NİHAYET GİTTİLER
Gittiler!! İnanmıyorum gerçekten gittiler.Çatır arkadaşım, Meral ve Ömer’den bahsediyorum. Meral beni tıpkı topaç gibi, evire çevire, tepe sersemi yaptı. Gece geç saatte yine kapı çaldı. AAA!!! Ömer ‘de geldi. Sevgilisine sürpriz yapmış mış. Kardeşim niye makul saatlerde gelmezsiniz de hep gecenin bir yarısında, komşuların ve benim yüreğini hoplatırsınız.
Neyse ki uzun yıllar aynı evde oturuyorum da millet çok iyi tanıyor. Delidir ne yapsa yeridir diyorlar. Ömer; aklı başında, işi gücü iyi konumda,sevgi dolu, adam gibi adam.Bizim çatlak Meral’e bunca yıl nasıl aynı sevgiyle tahammül ediyor. (Kıskançlıktan geberdim. Hiç bizi böylesi gelip bulmaz. Ah! Öyle sevgilim olsa, ahir ömrümde bende gün görsem.) Bu duygularımı onlara belli etmedim ama, ciddi haset ettim. (Kalbim kötü değil mi?)
Bizim kız sevinçten dellendi. Kumrular misali, mıç mıç. Bu sefer üçümüz yollara düştük. Şirince’ye gittik. Selçuk yakınında harika yer. Fırsat bulunca gelirim. Şarapları meşhur, bizde hiç sevmeyiz içmeyi(!) şarabı içmedik, yıkandık. Bir gece kaldık. Bu mevsimde kalabalık da yoktu. Bir sürü lüzumsuz hediyelik eşyalar aldık, yedik, içtik. Şarapların hepsi meyvelerden yapılıyor. Kavun, çilek, karadut, ahududu, daha neler.
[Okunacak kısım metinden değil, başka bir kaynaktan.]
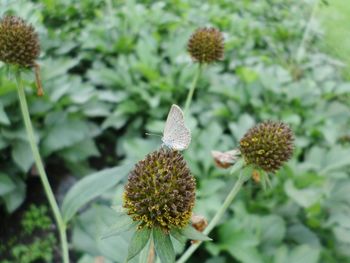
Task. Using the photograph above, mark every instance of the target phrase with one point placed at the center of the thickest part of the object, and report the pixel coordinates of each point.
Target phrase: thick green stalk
(192, 88)
(219, 214)
(39, 165)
Hepsinden abarttık da en çok ahududuyla, böğürtlenliği sevdim.
Şirinceliler! Gerçekten şirin insanlar. Kaldığımız otelin sahipleri deli, divane oldular. Leman hanım ve eşi Kazım beye bu ilgilerinden, yaptıkları yemek, köy kahvaltıları, özel ekmek için sonsuz teşekkürler. Sizleri tanıdığıma memnunum, bodruma bekliyorum.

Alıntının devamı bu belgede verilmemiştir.